Nvidia also showcased the GB200 and B40. G stands for GB200 and GX200, so it's clearly a placeholder as Nvidia will launch new Arm-based CPUs. They won't be using Grace for this long. We think the B40 is half of the B100, with just 1 monolithic N4P chip and up to 4 or 6 HBM stacks. Unlike the L40S, this makes sense for inference with smaller models.

X100, a fatal blow

Most notable is Nvidia's “X100” schedule. This schedule will match AMD's current MI400 schedule. AMD's MI300X strategy is to launch one year after the H100. AMD hopes that by being technologically aggressive, the MI300X fills an impressive package with more compute and memory, and can surpass Nvidia in pure hardware compared to the H100 a year ago.

Nvidia found that their 2-year data center GPU product pace could open a window for competitors trying to gain a foothold in the market with newer chips. Now, Nvidia is closing that window by speeding up the product pace to once a year. The “X100” is expected to launch in 2025, just one year after the B100.

Given that this GPU is still far from streaming, unlike the B100, the B100 has already been taped out, and things are still unresolved. Nvidia has never discussed issues after the next generation, so this is unprecedented.

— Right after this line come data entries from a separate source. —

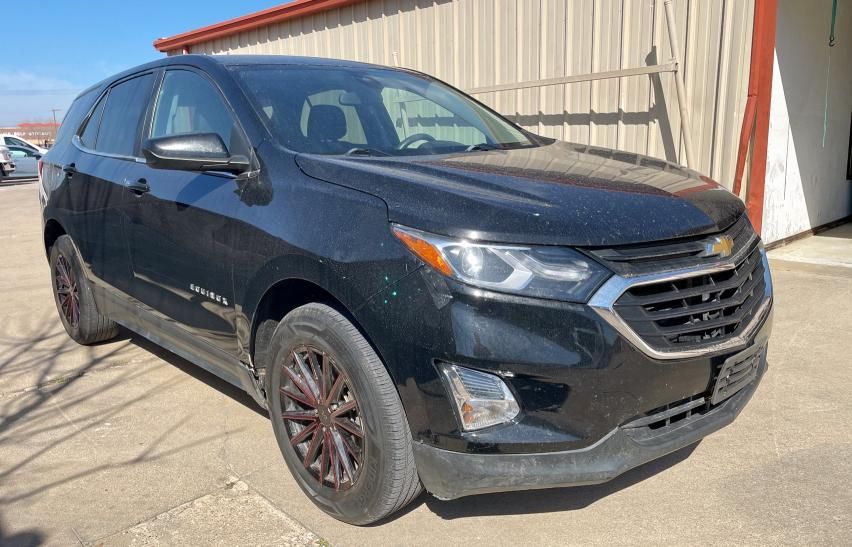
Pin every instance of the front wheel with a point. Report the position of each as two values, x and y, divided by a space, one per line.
73 296
338 418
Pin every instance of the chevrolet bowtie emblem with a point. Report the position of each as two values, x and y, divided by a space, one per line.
721 246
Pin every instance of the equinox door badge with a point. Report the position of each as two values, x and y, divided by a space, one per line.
218 298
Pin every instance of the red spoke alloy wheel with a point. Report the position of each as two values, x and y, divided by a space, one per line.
66 288
322 418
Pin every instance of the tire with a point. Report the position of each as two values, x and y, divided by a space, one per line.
381 476
72 294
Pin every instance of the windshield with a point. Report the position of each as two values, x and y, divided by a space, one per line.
372 111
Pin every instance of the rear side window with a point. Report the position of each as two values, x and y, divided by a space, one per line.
188 103
122 116
90 132
74 116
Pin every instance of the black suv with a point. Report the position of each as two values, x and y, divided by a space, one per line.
422 293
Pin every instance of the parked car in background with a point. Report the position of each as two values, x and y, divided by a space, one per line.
12 140
26 160
7 162
422 293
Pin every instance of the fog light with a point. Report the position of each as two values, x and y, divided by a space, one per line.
481 399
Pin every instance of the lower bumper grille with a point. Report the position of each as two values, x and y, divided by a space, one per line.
734 375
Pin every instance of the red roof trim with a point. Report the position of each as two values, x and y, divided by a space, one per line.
291 10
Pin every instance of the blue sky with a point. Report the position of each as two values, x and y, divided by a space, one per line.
52 49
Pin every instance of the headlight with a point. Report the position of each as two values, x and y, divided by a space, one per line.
545 272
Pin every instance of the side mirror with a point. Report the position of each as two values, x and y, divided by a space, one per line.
193 152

The name is clearly not “X100” either. Nvidia has always codenamed their GPUs after prominent female scientists such as Ada Lovelace, Grace Hopper, and Elizabeth Blackwell. For X, the only logical person is Xie Xide, a Chinese female scientist who studies the structure of semiconductors and metal energy bands. However, we highly doubt this, although this may be how Nvidia plans to sell GPUs to China again after rumored export restrictions next week.

Jokes aside, this “specification” isn't worth guessing about, because the netlist isn't even complete. The only intersection is the use of TSMC's N3X.

Editor/Jeffrey

The translation is provided by third-party software.